农垦旧事: 殉职在西大滩前进农场的日本侨民
来源:《口述宁夏》
1952年7月西北军区农业建设第一师,开赴西大滩,开荒造田,建设农场。
据自治区档案馆《农建第一师类》记载,1953年12月农建一师安置东北日侨工程技术人员46人。除师部司令部安置5名和师部休养所安置了3名之外,剩余的38人,全部安置在了农建一师的三个团和修理厂的所在地——西大滩,其中一团安置6名、二团安置7名、三团安置6名、修理连安置19名。
据了解,这些日侨是抗日战争结束,因为政治等各种原因不能或不愿回国,一直滞留在中国,而没有返回日本的各类专业技术人员。分配到西大滩农建一师各个部队的,大都是机修、电气、医务、农林和畜牧饲养方面的技术人员。

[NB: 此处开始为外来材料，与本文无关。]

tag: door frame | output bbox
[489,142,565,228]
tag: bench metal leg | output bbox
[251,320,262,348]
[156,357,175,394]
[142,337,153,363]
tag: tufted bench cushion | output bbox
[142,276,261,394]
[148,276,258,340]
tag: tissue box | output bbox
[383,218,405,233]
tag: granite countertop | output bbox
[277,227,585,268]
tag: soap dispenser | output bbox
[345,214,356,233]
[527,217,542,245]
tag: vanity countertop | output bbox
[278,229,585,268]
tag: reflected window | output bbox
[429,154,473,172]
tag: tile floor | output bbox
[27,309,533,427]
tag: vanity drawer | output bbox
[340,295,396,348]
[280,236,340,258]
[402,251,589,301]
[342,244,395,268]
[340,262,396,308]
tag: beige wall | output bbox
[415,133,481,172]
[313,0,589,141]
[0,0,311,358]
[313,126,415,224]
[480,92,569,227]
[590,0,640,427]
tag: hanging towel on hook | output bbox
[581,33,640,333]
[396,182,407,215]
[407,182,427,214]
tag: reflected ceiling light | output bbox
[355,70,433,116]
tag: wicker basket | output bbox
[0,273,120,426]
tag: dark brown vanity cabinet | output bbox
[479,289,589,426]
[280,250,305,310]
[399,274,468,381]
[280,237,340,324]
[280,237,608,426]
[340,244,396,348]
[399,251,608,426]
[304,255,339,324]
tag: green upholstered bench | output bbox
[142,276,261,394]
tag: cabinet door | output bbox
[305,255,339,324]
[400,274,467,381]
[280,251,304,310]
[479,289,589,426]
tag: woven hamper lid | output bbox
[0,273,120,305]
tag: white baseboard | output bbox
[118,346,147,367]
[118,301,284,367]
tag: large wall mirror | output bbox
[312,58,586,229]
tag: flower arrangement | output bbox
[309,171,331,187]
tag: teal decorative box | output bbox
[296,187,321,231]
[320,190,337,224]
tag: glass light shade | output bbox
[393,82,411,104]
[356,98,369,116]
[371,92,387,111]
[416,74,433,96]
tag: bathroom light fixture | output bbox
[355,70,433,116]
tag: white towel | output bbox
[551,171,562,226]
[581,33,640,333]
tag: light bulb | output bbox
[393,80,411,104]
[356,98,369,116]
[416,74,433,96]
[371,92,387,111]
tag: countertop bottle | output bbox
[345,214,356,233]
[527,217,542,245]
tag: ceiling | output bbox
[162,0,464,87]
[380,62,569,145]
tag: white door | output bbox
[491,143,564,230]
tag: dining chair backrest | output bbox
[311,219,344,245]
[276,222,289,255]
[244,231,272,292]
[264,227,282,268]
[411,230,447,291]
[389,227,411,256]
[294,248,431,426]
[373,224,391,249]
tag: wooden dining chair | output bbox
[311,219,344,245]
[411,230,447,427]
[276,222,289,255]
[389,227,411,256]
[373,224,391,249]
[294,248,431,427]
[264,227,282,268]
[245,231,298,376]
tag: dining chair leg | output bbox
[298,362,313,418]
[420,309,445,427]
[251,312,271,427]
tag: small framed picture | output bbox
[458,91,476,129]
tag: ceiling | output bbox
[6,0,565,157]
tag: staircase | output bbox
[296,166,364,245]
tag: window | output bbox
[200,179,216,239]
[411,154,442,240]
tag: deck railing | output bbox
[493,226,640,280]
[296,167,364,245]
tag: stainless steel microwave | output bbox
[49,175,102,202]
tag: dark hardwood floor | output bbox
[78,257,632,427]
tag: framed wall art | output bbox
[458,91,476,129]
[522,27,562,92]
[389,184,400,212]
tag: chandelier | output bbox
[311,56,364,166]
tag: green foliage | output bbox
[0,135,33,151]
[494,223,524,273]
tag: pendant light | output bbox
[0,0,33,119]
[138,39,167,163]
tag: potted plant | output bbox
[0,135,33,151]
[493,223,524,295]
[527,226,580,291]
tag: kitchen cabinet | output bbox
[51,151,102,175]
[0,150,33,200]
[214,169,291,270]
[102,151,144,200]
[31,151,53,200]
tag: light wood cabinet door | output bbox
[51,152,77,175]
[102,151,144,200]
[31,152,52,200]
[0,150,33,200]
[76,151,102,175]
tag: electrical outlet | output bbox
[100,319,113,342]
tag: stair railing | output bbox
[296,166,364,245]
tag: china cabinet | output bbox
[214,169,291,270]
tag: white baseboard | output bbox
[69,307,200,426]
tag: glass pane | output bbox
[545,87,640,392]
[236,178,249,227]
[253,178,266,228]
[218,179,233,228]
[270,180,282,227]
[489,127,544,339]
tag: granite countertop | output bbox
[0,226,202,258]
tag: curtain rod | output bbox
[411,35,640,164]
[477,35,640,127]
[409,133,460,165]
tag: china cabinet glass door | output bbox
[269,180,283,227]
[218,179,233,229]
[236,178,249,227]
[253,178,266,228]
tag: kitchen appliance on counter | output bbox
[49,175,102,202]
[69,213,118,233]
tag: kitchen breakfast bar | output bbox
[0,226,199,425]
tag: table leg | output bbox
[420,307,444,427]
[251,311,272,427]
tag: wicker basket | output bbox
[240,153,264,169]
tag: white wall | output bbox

这些日本侨民,有战俘,还有抗日战争时期参加反战同盟的,还有在东北居住的日本垦荒团的人员,官方统称这些人员为东北日侨工程技术人员。
1953年12月129人被安置在宁夏的国营农场,农建一师(现在前进农场)安置了46人,灵武农场安置了40人。
据1954年甘肃国营机械化农场管理局政治部文件记载,(那时宁夏归甘肃管辖)这些日侨人员分布在农建一师所属的各个部队以后,因为他们有技术有手艺,每一个团有一个机耕队和畜牧队,把机械修理技术人员分配在机耕队,畜牧兽医专业的技术人员分配在畜牧队,都分配到相应的工作岗位。

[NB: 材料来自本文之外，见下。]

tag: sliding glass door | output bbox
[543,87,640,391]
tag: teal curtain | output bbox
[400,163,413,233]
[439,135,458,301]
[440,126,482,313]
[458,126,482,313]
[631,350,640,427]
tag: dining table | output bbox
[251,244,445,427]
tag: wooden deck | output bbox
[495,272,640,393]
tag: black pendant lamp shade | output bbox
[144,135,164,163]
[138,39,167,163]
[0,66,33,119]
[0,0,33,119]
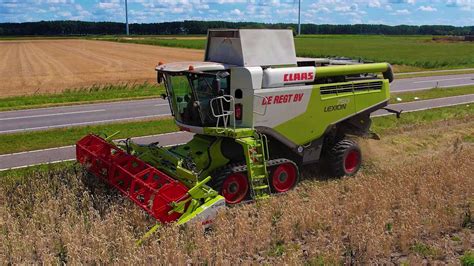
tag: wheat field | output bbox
[0,117,474,265]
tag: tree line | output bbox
[0,20,474,36]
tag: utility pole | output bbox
[298,0,301,35]
[125,0,130,35]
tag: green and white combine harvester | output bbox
[77,30,393,229]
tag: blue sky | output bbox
[0,0,474,26]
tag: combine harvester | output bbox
[77,30,393,228]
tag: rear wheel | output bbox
[328,139,362,177]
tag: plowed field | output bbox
[0,40,203,97]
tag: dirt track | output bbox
[0,40,203,97]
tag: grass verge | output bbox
[372,104,474,134]
[0,82,164,111]
[395,69,474,79]
[0,118,178,154]
[390,86,474,103]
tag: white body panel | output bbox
[262,67,316,88]
[204,29,297,67]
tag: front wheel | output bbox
[328,139,362,177]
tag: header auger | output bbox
[77,30,393,228]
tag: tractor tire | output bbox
[327,139,362,177]
[208,165,250,205]
[267,158,299,193]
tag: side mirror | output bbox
[156,72,164,84]
[212,78,221,94]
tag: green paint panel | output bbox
[274,79,390,145]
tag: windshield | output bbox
[165,73,228,126]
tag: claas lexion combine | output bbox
[77,30,393,229]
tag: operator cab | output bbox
[157,62,231,127]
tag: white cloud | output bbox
[230,8,244,16]
[446,0,474,11]
[392,9,411,15]
[418,6,438,12]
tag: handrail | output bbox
[253,94,268,116]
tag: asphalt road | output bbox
[390,74,474,93]
[0,74,474,134]
[0,94,474,171]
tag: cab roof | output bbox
[156,61,233,72]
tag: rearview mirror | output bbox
[156,72,164,84]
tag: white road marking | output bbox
[392,83,474,93]
[370,101,473,117]
[0,142,186,172]
[0,114,170,133]
[413,77,470,83]
[0,109,106,121]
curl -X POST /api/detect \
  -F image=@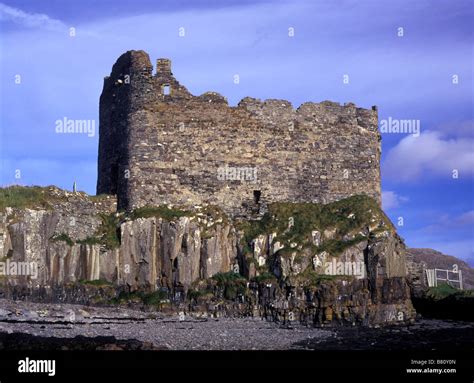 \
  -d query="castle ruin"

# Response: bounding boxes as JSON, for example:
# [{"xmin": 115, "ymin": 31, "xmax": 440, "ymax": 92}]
[{"xmin": 97, "ymin": 51, "xmax": 381, "ymax": 217}]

对待这些曾经与中国人民为敌的侨民,中国人民不计前嫌,以宽大的胸怀接纳了他们。
他们来到西大滩以后,部队立即把用做战士们学习文化的干打垒教室腾出来,供他们集体住宿。他们也没有因教室简陋而埋怨发牢骚。当时给他们的待遇很高,每人每月88元的工资,粮油供应也比我们战士高,而我们农建一师的战士每人每月津贴才6元,5年军龄以上的战士才8元。他们因为工资高经常到西大滩农场附近的姚伏乡及附近农村,花上块儿八毛的,买只鸡来改善生活。
农建一师在西大滩的开荒造田,开渠挖沟的建设中,主要生产工具就是人拉肩扛和骡马牲畜了,还有少量的8台拖拉机、1台收割机和42件大型农机具。这些生产工具就是农建一师的家底和宝贝。

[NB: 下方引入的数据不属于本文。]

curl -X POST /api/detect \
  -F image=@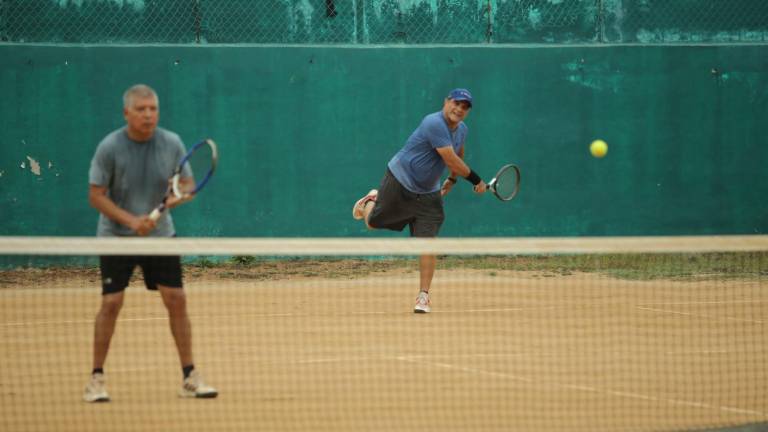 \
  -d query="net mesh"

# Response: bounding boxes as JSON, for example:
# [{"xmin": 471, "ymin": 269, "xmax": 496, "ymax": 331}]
[
  {"xmin": 0, "ymin": 236, "xmax": 768, "ymax": 431},
  {"xmin": 0, "ymin": 0, "xmax": 768, "ymax": 44}
]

这些日侨工程技术人员都有一定的专业技术,他们工作认真,技术水平精湛。在农场作业的各种农业机械出现了故障,牲畜出现了疾病,在他们的手里,信手拈来,处理的妥妥当当,就像他们的到来,专门是为了这些宝贝而来的一样。
当时与这些侨民相处的部队战士王贵同志说,那时农建一师各个连队都有马匹,只要牲畜有病他们就立马出诊。王贵同志亲眼见过一个名叫清水的日本兽医,发现一匹马大便不畅,精神萎靡不振,便挽起袖子把手伸进马的肛门内为其排粪便,没有多时,这匹马就精神了起来,让看到这一场面的部队指战员,目瞪口呆,佩服的五体投地。这些日侨工程技术人员在西大滩期间为部队农场培养了一批技术人才,这些人后来都成为了农场的技术骨干。
这些日本侨民的生活也是丰富多彩,每到下午收工,不论工作多么繁重,这些日本侨民便拉起手风琴跳起集体舞,有时还教我们的战士打日本人的一种体育游乐比赛——棒棒球,他们有时为了逗乐,释放压力,故意学驴叫、学马叫和大家开心取乐。
中日两国军人曾经在战场上,是兵戎相见的仇人,在和平年代化干戈为玉帛,成为了好朋友。这些日本侨民在西大滩这支部队里工作和生活了只有15个月时间,给农建一师的指战员们,留下了深刻的印象和美好的记忆,成为了那个年代的一段佳话。
1955年2月,除了土井晚秋和田新民这两位日本侨民留在西大滩,其他日本侨民全部遣返回国。
土井晚秋,1930年出生,1945年抗日战争结束的时候,就是一个只有15岁的孩子,一个机械娴熟的坦克兵。他脸色黝黑,稍泛铜色,眼眶微陷,有接近欧洲人种的长相。他是一个机械修理、电工方面的专家,技术全面而且精湛,他不但懂得机械设备的维修,还懂得电工原理。哪里需要他,他就会出现在那里,所以他在西大滩农场工作调动了许多次,不论是机械修理方面,还是电工方面,他就是西大滩农场的“消防员”,哪里“着火”,哪里就有他来“灭火”,在农场是出了名的大能人,农业机械、电力维修,无所不能,无所不会, 因为农场各单位连队都需要他这样有技术的人才。一台机器他一个人拆卸后,经过擦拭保养又能顺利装上。大到拖拉机,农业机械,小到变压器,电器维修,手到病除。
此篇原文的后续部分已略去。